Антонина Кованько, горничная Сосновской, и ее кухарка, Ванда Линевич, показали, что в субботу 16-го Сосновская, зажигая спиртовку, чтобы подвить себе челку, бросила в рассеянности спичку на подол своего легкого пеньюара, а пеньюар вспыхнул, и Сосновская дико закричала, сбрасывая, срывая его с себя, - вообще так испугалась, что слегла в постель, послала за доктором, а потом все твердила:

- Вот посмотрите, это к большой беде…

Милая, несчастная женщина! Эта история с пеньюаром и с ее детским ужасом волнует и трогает меня необыкновенно. Этот пустяк как-то удивительно связывает и освещает для меня все то отрывочное и противоречивое, что мы о ней всегда слышали и чего мы наслушались и в обществе, и на суде со времени ее гибели, а главное, удивительно возбуждает во мне живое ощущение той подлинной Сосновской, которую почти никто не понял и не почувствовал по-настоящему, - равно как и Елагина, - невзирая на весь интерес, который к ней всегда проявляли, на все желания понять, разгадать ее, на все толки о ней, которым конца не было за последний год.

Вообще еще раз скажу: изумительно убожество человеческих суждений!

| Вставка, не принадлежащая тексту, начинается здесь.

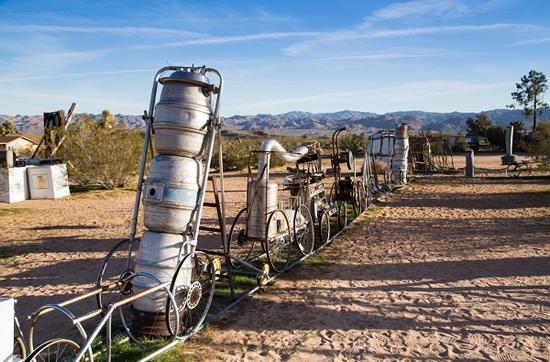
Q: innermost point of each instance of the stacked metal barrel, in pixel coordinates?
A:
(400, 154)
(181, 128)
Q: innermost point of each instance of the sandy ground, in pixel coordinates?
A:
(447, 269)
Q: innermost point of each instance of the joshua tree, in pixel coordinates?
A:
(529, 95)
(8, 127)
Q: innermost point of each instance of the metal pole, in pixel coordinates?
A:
(469, 170)
(214, 123)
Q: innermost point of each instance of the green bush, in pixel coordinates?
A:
(108, 156)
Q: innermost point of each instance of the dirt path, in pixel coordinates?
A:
(447, 270)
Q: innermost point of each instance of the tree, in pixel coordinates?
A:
(529, 95)
(8, 127)
(519, 126)
(540, 144)
(480, 125)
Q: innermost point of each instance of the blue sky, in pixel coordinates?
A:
(276, 56)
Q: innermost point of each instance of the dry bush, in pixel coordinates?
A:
(107, 156)
(238, 152)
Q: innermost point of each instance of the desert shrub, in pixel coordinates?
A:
(461, 144)
(539, 145)
(8, 127)
(100, 155)
(356, 143)
(496, 136)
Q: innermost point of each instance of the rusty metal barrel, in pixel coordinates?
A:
(181, 126)
(171, 191)
(182, 115)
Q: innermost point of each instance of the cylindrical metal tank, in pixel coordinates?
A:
(171, 192)
(182, 115)
(159, 254)
(469, 170)
(400, 154)
(262, 200)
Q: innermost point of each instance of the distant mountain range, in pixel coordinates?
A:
(322, 123)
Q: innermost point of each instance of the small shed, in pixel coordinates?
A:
(17, 143)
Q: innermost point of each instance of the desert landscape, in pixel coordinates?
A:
(447, 268)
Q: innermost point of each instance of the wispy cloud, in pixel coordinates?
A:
(420, 7)
(205, 40)
(531, 42)
(77, 75)
(433, 8)
(383, 56)
(337, 37)
(126, 31)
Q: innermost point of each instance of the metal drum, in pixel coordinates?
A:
(257, 217)
(400, 154)
(171, 192)
(159, 255)
(182, 114)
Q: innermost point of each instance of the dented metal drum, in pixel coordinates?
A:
(262, 200)
(171, 192)
(182, 115)
(159, 255)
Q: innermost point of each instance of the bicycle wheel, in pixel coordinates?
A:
(324, 228)
(54, 350)
(193, 287)
(304, 230)
(239, 244)
(342, 215)
(278, 240)
(19, 348)
(113, 269)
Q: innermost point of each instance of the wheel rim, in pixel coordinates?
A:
(106, 274)
(55, 350)
(342, 215)
(324, 229)
(278, 240)
(304, 233)
(194, 299)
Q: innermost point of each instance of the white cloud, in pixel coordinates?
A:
(433, 8)
(232, 39)
(127, 30)
(76, 75)
(421, 7)
(305, 47)
(383, 56)
(532, 42)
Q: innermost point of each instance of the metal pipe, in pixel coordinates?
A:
(272, 146)
(213, 124)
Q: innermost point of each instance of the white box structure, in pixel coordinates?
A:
(48, 181)
(7, 311)
(13, 184)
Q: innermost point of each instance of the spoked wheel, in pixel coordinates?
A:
(278, 240)
(304, 230)
(114, 269)
(360, 198)
(58, 349)
(192, 286)
(238, 242)
(324, 228)
(19, 348)
(342, 215)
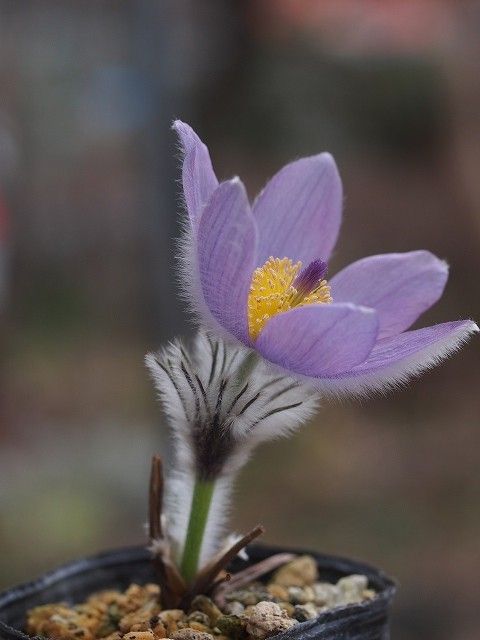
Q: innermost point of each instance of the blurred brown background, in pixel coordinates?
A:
(88, 213)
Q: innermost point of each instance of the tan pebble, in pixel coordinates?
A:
(297, 595)
(140, 626)
(159, 630)
(352, 588)
(207, 606)
(199, 616)
(267, 619)
(198, 626)
(233, 608)
(304, 612)
(172, 614)
(299, 572)
(326, 594)
(191, 634)
(139, 635)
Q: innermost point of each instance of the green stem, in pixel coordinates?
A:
(246, 367)
(201, 500)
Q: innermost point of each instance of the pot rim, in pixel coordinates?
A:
(384, 585)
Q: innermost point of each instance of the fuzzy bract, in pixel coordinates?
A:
(220, 405)
(255, 274)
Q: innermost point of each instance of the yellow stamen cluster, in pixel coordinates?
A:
(272, 292)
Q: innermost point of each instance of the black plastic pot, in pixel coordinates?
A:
(117, 569)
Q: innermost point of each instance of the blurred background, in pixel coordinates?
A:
(89, 203)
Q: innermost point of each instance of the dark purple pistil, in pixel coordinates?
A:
(310, 277)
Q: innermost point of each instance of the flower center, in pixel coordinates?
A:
(280, 285)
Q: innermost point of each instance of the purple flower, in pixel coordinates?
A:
(256, 273)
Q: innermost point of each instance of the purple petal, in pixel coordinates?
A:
(319, 340)
(226, 244)
(399, 286)
(199, 179)
(396, 359)
(299, 212)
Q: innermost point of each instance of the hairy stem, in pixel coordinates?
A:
(201, 500)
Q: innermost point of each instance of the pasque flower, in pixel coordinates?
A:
(216, 420)
(257, 274)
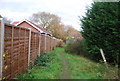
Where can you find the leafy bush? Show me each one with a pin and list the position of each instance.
(75, 46)
(42, 60)
(100, 29)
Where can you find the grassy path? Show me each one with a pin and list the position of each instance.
(68, 66)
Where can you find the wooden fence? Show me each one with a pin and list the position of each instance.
(19, 47)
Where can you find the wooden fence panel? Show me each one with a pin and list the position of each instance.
(17, 42)
(42, 44)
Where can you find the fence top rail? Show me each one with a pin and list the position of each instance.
(16, 26)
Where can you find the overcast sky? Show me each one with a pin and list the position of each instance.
(68, 10)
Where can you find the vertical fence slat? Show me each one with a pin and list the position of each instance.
(1, 46)
(39, 44)
(29, 47)
(45, 42)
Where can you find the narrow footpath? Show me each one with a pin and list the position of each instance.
(65, 74)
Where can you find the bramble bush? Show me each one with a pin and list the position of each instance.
(101, 30)
(42, 60)
(75, 46)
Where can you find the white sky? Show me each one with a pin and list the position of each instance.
(68, 10)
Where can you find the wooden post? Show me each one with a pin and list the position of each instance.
(29, 47)
(1, 46)
(39, 44)
(101, 51)
(45, 43)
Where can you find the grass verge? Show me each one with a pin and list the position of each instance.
(79, 68)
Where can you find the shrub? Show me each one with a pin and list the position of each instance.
(42, 60)
(100, 29)
(75, 46)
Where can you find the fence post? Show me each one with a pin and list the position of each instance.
(39, 45)
(101, 51)
(1, 46)
(45, 42)
(29, 47)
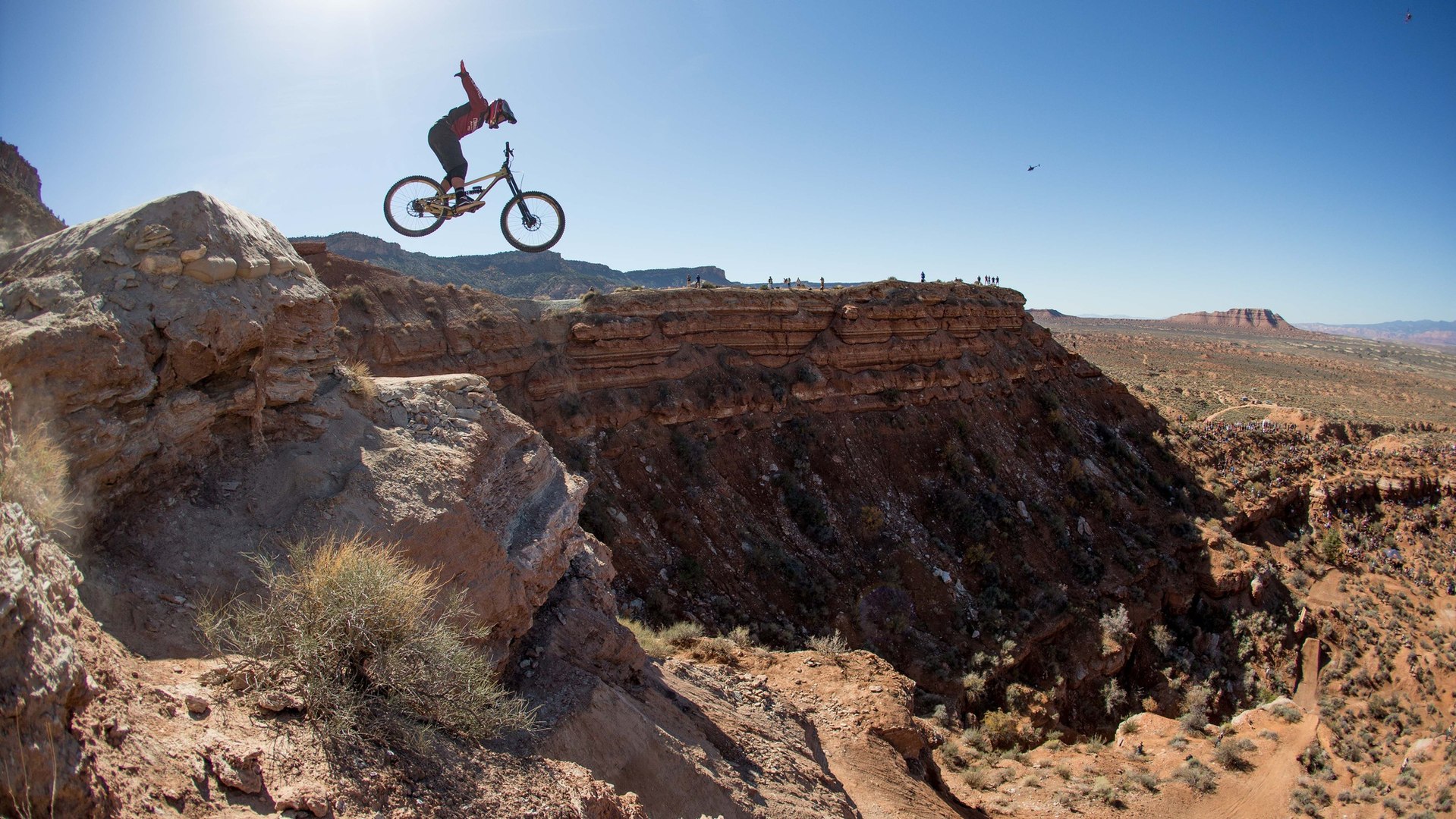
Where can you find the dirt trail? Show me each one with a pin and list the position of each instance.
(1264, 792)
(1215, 415)
(1307, 694)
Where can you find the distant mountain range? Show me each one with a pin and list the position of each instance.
(516, 274)
(1440, 334)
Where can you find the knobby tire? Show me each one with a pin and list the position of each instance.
(545, 233)
(402, 217)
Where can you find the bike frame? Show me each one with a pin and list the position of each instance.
(503, 174)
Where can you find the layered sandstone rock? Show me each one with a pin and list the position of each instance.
(603, 362)
(137, 337)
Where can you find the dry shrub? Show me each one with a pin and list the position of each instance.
(830, 643)
(360, 378)
(662, 643)
(36, 473)
(1231, 754)
(369, 643)
(1197, 776)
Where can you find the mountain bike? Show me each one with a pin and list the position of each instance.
(532, 221)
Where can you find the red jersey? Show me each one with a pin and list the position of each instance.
(469, 117)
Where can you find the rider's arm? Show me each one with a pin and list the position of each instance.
(476, 101)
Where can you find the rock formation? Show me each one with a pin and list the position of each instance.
(182, 358)
(516, 274)
(804, 462)
(1254, 319)
(22, 214)
(142, 337)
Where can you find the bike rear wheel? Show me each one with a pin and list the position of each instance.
(415, 206)
(532, 221)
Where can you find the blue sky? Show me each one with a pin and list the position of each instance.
(1297, 156)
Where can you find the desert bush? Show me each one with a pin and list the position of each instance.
(1113, 697)
(663, 642)
(1196, 708)
(359, 378)
(357, 296)
(36, 473)
(1146, 780)
(367, 641)
(740, 636)
(1162, 639)
(1197, 776)
(1104, 792)
(1286, 712)
(1310, 798)
(830, 643)
(1316, 761)
(1115, 626)
(982, 779)
(974, 684)
(1002, 730)
(1231, 754)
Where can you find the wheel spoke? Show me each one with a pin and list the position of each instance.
(532, 221)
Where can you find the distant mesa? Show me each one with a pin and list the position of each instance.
(514, 274)
(22, 215)
(1238, 319)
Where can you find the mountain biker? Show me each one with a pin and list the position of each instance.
(461, 121)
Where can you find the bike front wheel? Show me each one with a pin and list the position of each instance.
(415, 206)
(532, 221)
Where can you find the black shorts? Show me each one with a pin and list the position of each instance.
(448, 149)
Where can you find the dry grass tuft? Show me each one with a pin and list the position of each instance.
(360, 378)
(369, 643)
(830, 643)
(662, 643)
(36, 473)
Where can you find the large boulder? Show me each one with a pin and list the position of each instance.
(139, 337)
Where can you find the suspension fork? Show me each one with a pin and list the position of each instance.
(516, 191)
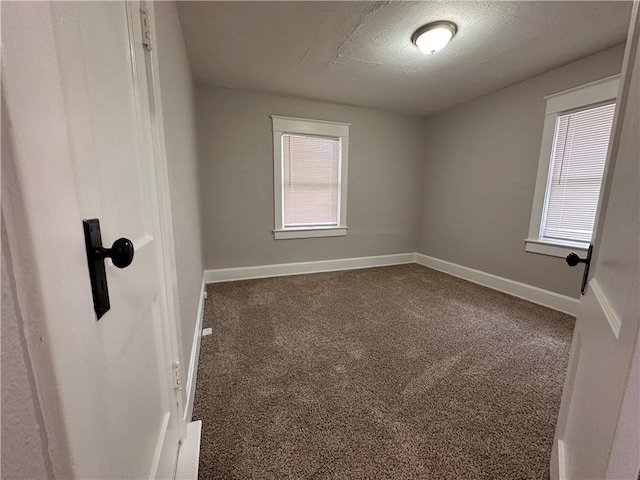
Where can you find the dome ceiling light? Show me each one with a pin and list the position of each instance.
(434, 36)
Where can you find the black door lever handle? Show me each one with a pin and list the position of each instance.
(574, 259)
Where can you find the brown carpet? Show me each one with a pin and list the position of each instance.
(385, 373)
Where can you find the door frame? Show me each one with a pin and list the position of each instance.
(170, 277)
(558, 455)
(38, 168)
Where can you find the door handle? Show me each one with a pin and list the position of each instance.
(120, 253)
(574, 259)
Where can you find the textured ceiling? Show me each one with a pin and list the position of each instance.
(360, 53)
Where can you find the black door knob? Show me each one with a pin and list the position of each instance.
(120, 253)
(573, 259)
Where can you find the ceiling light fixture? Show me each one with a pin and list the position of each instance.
(434, 36)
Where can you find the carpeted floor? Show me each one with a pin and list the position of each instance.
(396, 372)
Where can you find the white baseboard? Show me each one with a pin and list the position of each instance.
(189, 454)
(195, 354)
(537, 295)
(262, 271)
(562, 461)
(533, 294)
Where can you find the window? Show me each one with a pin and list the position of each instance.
(310, 177)
(574, 149)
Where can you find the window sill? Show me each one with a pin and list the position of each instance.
(554, 249)
(288, 233)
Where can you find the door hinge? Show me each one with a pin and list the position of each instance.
(146, 28)
(177, 376)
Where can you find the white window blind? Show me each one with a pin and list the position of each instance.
(311, 180)
(580, 148)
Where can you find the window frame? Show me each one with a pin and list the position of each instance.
(314, 128)
(578, 98)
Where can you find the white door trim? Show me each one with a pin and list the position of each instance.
(170, 278)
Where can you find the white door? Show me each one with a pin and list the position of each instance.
(76, 86)
(598, 431)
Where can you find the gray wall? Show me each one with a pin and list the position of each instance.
(182, 158)
(479, 177)
(235, 140)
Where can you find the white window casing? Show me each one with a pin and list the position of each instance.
(310, 159)
(575, 136)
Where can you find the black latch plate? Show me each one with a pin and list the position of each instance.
(97, 272)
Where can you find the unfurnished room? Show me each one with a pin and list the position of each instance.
(320, 240)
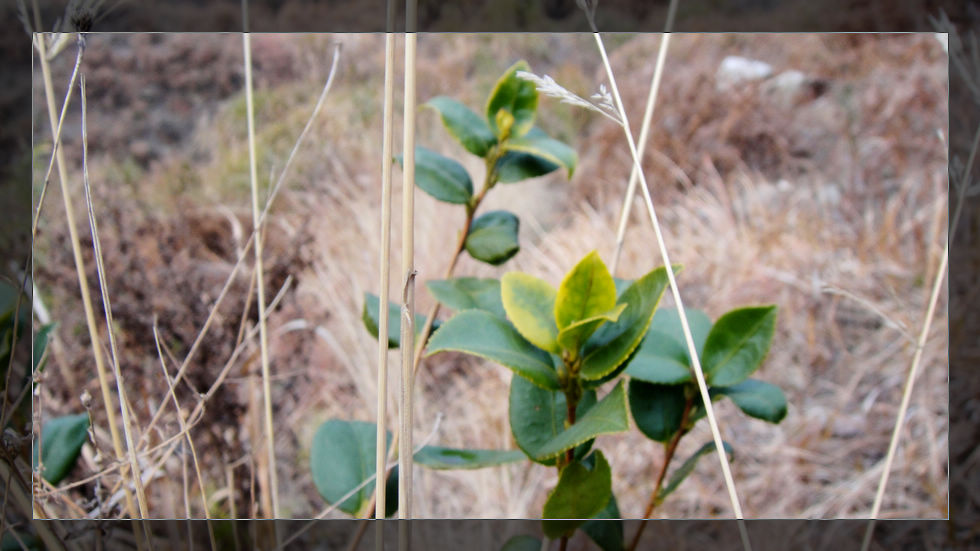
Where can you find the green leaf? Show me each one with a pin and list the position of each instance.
(572, 337)
(343, 456)
(515, 95)
(668, 322)
(467, 293)
(371, 314)
(757, 399)
(441, 458)
(493, 237)
(657, 409)
(41, 344)
(485, 335)
(580, 494)
(737, 344)
(660, 359)
(613, 343)
(441, 177)
(606, 528)
(538, 415)
(9, 542)
(62, 439)
(514, 166)
(608, 416)
(466, 126)
(663, 357)
(541, 146)
(687, 468)
(530, 306)
(522, 543)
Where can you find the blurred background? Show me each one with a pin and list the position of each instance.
(807, 171)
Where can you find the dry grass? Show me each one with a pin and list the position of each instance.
(832, 207)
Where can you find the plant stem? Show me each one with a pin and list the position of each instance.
(489, 181)
(668, 456)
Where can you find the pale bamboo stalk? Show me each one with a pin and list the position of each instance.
(273, 482)
(906, 398)
(190, 442)
(644, 134)
(246, 248)
(920, 344)
(685, 326)
(385, 275)
(405, 460)
(107, 308)
(80, 263)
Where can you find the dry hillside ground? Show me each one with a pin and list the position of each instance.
(829, 201)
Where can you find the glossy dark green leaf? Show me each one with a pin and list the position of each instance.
(514, 166)
(660, 359)
(343, 456)
(606, 417)
(463, 124)
(538, 144)
(485, 335)
(29, 542)
(522, 543)
(687, 468)
(515, 95)
(537, 416)
(668, 322)
(737, 344)
(613, 343)
(757, 399)
(41, 344)
(371, 312)
(606, 528)
(657, 409)
(62, 439)
(442, 458)
(572, 336)
(581, 493)
(468, 293)
(493, 237)
(441, 177)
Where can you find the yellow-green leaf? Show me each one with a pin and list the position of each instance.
(613, 343)
(588, 290)
(530, 306)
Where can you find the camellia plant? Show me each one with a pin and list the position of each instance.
(513, 150)
(585, 355)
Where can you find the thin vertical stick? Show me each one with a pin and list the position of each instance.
(385, 276)
(107, 307)
(685, 326)
(273, 483)
(906, 397)
(190, 442)
(919, 345)
(644, 133)
(408, 270)
(90, 323)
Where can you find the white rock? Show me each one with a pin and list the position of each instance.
(736, 69)
(785, 88)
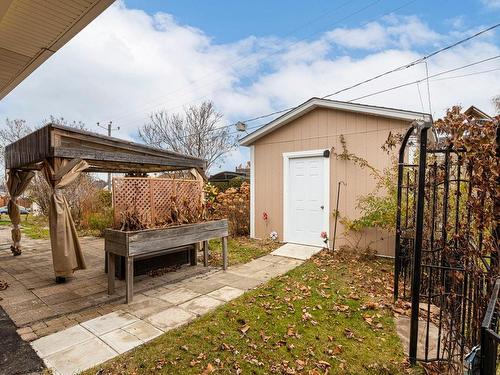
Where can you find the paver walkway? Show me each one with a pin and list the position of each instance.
(152, 313)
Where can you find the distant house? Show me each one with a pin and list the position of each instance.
(294, 177)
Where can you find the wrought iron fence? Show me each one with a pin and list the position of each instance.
(444, 267)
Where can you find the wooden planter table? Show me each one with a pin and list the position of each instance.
(149, 243)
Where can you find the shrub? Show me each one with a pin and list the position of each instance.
(99, 221)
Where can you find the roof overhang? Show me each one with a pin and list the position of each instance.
(314, 103)
(32, 31)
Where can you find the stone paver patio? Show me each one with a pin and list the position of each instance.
(76, 325)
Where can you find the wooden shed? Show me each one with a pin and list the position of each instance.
(294, 175)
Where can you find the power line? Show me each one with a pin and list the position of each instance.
(204, 78)
(413, 63)
(424, 79)
(371, 94)
(418, 81)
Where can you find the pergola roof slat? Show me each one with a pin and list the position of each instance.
(103, 153)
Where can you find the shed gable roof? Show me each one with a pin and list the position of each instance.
(314, 103)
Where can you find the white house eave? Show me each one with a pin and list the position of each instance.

Опять произошло то же самое, что всегда бывает, когда людям приходится разбираться в каком-нибудь даже мало-мальски значительном событии: обнаружилось, что люди глядят и не видят, слушают и не слышат. Нужно же было вопреки всякой очевидности, словно нарочито, исказить до такой степени и Елагина, и Сосновскую, и все, что было между ними! Все как будто условились не говорить ничего, кроме пошлостей. Что ж, мол, тут мудрить: он - гусар, ревнивый и пьяный прожигатель жизни, она - актриса, запутавшаяся в своей безалаберной и безнравственной жизни…

- Отдельные кабинеты, вино, кокотки, дебош, - говорили про него. - Бряцание сабли заглушало в нем все высшие чувства…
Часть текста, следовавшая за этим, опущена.